Carbohydrate is one of the toughest parts to get right in a healthy diet. It is necessary to fuel the brain and for optimum athletic performance, but at the same time it does have the propensity to make us fat. The reason carbohydrate intake is so complicated is because muscle tissue is limited in how quickly it can absorb carbohydrate. If you eat 100 Cal of carbohydrate most will go to lean tissue, but if you double this to 200 Cal you will still only get 100 Cal or a bit more going to lean tissue. The rest goes to body fat. Up it to 300 Cal and you will likely get less than 100 Cal going to lean tissue, and at 400 Cal you might have none going to lean tissue. The exact cut-off is dependent on the individual but the “tipping point” is around 200 Cal.
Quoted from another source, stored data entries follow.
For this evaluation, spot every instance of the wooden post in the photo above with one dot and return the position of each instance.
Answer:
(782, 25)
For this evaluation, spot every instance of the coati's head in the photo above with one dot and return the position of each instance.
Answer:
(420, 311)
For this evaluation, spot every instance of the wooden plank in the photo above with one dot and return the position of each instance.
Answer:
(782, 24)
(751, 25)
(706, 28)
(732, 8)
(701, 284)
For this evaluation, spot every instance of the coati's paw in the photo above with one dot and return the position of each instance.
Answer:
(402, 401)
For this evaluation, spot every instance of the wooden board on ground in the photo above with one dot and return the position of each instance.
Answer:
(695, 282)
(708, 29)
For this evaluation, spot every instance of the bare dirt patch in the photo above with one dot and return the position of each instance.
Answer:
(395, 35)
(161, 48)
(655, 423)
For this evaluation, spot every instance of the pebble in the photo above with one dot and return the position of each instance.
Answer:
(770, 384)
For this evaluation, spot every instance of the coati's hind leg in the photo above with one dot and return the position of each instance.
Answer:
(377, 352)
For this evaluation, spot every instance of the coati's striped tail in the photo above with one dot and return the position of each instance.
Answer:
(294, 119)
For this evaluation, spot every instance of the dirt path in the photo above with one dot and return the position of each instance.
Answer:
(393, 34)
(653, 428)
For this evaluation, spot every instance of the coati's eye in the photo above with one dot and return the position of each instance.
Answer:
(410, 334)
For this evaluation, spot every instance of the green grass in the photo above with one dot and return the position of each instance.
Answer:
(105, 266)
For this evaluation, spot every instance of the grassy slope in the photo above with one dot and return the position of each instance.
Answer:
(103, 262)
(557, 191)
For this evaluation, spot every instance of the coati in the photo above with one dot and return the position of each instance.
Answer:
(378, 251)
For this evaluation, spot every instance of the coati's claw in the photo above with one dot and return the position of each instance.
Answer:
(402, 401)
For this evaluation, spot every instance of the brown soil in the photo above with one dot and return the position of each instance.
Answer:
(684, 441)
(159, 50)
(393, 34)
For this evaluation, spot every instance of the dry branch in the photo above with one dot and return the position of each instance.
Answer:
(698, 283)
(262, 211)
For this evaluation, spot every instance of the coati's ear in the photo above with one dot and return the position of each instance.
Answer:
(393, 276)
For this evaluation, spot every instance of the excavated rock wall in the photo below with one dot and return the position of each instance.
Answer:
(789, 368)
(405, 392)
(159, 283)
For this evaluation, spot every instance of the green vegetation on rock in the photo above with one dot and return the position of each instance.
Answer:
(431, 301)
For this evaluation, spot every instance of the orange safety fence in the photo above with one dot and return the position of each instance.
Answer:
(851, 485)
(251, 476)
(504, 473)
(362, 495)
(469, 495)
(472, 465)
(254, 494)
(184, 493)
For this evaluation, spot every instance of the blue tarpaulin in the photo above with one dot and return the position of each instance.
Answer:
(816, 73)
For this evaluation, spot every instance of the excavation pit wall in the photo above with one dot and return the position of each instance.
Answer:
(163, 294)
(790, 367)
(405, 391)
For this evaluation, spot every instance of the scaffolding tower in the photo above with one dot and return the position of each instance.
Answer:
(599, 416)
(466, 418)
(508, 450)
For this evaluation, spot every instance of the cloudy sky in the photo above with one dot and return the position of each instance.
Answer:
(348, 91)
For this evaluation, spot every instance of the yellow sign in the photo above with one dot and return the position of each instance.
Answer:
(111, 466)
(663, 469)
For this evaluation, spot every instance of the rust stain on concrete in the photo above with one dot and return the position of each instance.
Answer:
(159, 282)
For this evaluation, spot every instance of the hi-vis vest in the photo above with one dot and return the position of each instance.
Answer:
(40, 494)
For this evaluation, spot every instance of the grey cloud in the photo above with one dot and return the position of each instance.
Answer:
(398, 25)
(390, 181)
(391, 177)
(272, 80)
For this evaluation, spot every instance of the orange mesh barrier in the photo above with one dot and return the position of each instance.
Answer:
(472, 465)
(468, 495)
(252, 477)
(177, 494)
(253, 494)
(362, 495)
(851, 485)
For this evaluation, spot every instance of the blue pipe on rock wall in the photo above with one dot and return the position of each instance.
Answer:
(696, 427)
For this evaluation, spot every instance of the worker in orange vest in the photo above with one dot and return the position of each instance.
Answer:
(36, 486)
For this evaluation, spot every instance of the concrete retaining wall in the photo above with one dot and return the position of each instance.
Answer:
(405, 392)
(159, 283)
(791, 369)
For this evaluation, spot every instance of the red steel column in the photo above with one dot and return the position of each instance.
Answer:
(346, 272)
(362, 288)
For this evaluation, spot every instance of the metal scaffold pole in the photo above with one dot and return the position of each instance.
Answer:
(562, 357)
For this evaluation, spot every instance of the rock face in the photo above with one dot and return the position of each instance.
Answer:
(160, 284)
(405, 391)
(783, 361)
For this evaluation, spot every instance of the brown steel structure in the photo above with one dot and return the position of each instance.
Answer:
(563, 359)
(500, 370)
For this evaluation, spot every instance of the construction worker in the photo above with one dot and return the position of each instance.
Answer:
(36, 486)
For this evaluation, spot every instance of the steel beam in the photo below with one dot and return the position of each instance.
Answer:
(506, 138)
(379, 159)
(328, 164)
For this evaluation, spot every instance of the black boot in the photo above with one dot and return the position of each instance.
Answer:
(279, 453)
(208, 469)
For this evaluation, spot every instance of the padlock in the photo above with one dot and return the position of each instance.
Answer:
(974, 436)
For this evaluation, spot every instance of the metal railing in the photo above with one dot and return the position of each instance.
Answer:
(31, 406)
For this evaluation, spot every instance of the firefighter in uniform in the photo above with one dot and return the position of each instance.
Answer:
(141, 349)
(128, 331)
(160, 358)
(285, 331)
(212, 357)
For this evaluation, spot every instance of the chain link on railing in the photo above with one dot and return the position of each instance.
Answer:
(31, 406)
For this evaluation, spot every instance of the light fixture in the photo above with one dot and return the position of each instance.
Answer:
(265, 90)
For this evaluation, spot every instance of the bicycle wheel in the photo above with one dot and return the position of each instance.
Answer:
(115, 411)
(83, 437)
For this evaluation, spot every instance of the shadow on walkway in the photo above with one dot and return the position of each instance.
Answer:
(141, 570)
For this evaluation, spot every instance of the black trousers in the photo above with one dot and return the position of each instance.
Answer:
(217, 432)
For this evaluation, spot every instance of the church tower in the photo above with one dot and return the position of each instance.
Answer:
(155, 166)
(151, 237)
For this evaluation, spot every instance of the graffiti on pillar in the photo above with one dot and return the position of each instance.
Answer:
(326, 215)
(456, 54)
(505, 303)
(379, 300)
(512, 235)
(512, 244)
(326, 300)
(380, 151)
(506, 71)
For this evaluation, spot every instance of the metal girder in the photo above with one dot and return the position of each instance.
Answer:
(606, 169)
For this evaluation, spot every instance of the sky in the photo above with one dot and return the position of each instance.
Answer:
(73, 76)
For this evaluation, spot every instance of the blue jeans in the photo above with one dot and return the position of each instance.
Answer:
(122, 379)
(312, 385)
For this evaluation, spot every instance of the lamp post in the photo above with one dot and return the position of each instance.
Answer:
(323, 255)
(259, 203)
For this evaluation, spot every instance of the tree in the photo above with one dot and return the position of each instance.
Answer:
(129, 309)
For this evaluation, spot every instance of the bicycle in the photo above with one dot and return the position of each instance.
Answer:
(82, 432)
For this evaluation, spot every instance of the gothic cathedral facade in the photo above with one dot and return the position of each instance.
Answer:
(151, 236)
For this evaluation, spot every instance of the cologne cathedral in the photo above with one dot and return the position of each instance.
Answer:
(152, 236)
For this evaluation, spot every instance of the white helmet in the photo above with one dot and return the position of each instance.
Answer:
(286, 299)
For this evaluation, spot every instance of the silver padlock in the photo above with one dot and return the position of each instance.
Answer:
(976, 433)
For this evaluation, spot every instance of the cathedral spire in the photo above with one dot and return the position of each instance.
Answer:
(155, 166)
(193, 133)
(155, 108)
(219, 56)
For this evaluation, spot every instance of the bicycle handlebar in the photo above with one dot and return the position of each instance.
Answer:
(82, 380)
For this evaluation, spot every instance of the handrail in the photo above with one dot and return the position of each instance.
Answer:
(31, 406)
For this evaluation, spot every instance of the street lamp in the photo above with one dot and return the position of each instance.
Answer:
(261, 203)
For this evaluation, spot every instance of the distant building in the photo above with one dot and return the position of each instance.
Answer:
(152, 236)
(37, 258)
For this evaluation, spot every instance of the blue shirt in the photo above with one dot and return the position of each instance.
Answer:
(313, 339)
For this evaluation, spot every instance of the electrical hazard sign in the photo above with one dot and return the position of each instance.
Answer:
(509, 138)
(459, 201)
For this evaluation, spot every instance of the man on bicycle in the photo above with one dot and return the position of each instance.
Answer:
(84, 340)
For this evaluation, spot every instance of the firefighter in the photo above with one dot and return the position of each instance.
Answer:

One dessert or cup of cereal, rice, pasta, potato or bread (2-3 slices) ranges from 200-300 Cal. Now think about how much rice or pasta you eat with bread on the side followed by dessert on a regular basis. Scary.
The key to carbohydrate absorption boils down to insulin. Insulin is the hormone that tells cells throughout your body that you have eaten and it is time for them to absorb calories. As you eat more and more carbohydrate, more insulin is released into your bloodstream, telling all your cells to absorb more calories. Some of the carbohydrate entering muscle is converted to a specialized form of glucosamine known as acetylated glucosamine.Acetylated glucosamine inhibit sinsulin signaling within muscle, reducing how much carbohydrate further enters the muscle. (2) With less carbohydrate going to muscle more ends up going to fat.
One healthy way to consume carbohydrate is to only eat 100 Cal of carbs at a time. For most people, especially athletes and active individuals, this would mean eating at least 6 meals a day. Another way is to slow down the rate of carbohydrate digestion. Switching to whole grains such as brown rice, coarser breads and oatmeal slows digestion by 5-10%. The impact on weight loss and performance are therefore good but not great. The most effective way to slow the digestion of carbohydrate is to eat them with lots of vegetables. Vegetables take longer for the stomach to break down. Vegetables mix with the higher-calorie grains, and slow their digestion dramatically. Preliminary studies show that the effect is up to 10 times more powerful than switching from processed carbohydrates to whole grain carbohydrates. This enables the active person to increase their carbohydrate consumption to 300 or even 400 Cal in a meal as long as they consume enough vegetables with it to slow digestion. Vegetables can literally double the carbohydrate turning point before muscle shuts down.
What to do
· Eat between 100-200 Calories of carbohydrate in each of your meals, emphasizing whole grains like visually-coarse breads, brown rice, and plain oatmeal.
· If you need more carbohydrate, eat 2 cups of leafy greens or 1 cup of raw vegetables for every additional 100 Calories of carbohydrate.
· Cooked vegetables do not slow down digestion as much, so eat a little more of them than you would raw vegetables. Cook them el dente instead of to the point of mushiness.
· 100 Calories of carbohydrate = 1 slice of bread or 1/3-1/2 cup of cooked rice, pasta, potato, or most cereals
· Tomatoes and green peas are too soft to have much effect. Carrots and most fruits have too many calories to slow down the digestion of bread, rice, pasta and cereal.